A fully deterministic method is proposed for the global solution of optimization problems with nonlinear, semi-explicit, index-one differential-algebraic equations (DAEs) embedded. Detailed models of a wide variety dynamic chemical processes, which may include material and energy balances, chemical reaction kinetics, thermodynamic relationships, and semi-empirical process models, are naturally described by systems of nonlinear DAEs. Accordingly, many important process engineering problems take the form of optimization problems with DAEs embedded, including determination of optimal operating conditions and/or control profiles, as well as safety verification problems. Another important application is parameter estimation for differential-algebraic models, which takes the form of a least-squares minimization with DAEs embedded.
Research on dynamic optimization in the chemical engineering literature alone has produced a number of representative examples which are nonconvex and display multiple suboptimal local minima. Moreover, the absence of an analytical solution to the embedded dynamic system in all but trivial cases makes it extremely difficult to determine whether a given problem is convex or not. These considerations motivate the development of global optimization algorithms for problems with dynamic systems embedded. This need is further compounded by the observation that local optima do not provide meaningful information for many important applications, including safety verification problems and parameter estimation problems in the context of model falsification.

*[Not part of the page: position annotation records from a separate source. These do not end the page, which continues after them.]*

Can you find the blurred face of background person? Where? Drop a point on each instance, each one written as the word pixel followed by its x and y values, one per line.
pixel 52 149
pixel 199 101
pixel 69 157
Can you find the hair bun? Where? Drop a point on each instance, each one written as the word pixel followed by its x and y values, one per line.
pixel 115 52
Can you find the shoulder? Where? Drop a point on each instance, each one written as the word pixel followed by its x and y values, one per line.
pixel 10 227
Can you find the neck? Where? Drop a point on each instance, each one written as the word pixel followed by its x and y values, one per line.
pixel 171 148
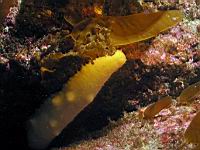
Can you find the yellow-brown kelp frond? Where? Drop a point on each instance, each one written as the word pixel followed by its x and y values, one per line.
pixel 192 133
pixel 188 94
pixel 79 91
pixel 138 27
pixel 123 30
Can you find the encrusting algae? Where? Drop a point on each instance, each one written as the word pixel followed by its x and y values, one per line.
pixel 56 113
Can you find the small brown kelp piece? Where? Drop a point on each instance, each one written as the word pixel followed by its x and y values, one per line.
pixel 192 133
pixel 123 30
pixel 56 113
pixel 153 109
pixel 188 94
pixel 142 26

Previous literature has primarily treated optimization problems with DAEs embedded using local methods or stochastic global methods which cannot guarantee global optimality. Another simple approach is to discretize the embedded DAEs in order to reduce the original dynamic optimization problem to a standard nonlinear program, which can be solved to global optimality using existing methods. However, an accurate representation of the embedded dynamics requires a fine discretization, which results in the addition of too many variables for practical global optimization, even for very simple problems. A more customized approach, which does not require discretization, uses a branch-and-bound optimization strategy in conjunction with a theory for constructing convex underestimating programs using second order sensitivities of the embedded DAEs. Though this method appears to produce the global solution for simple test cases, it employs a sampling procedure to obtain global information about the second order sensitivities, and hence cannot guarantee global optimality in the general case.

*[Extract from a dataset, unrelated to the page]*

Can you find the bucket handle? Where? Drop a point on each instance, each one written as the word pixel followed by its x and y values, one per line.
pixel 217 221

The method presented in this work uses recent extensions of McCormick's relaxation theory to construct convex and concave relaxations of the solutions of nonlinear systems of DAEs. Using these relaxations, existing techniques can be used to construct convex underestimating programs, which in turn enables the use of branch-and-bound global optimization techniques. Because no discretization is required, the proposed algorithm operates in the original decision space, without the introduction of additional variables. Moreover, global information concerning solutions of the dynamic system is obtained via the proposed relaxation theory, rather than through sampling. Accordingly, the proposed algorithm is fully deterministic.
This presentation describes the proposed algorithm, with particular focus on the construction of convex and concave relaxations of the solutions of the embedded DAEs, and performance is analyzed through chemical engineering examples.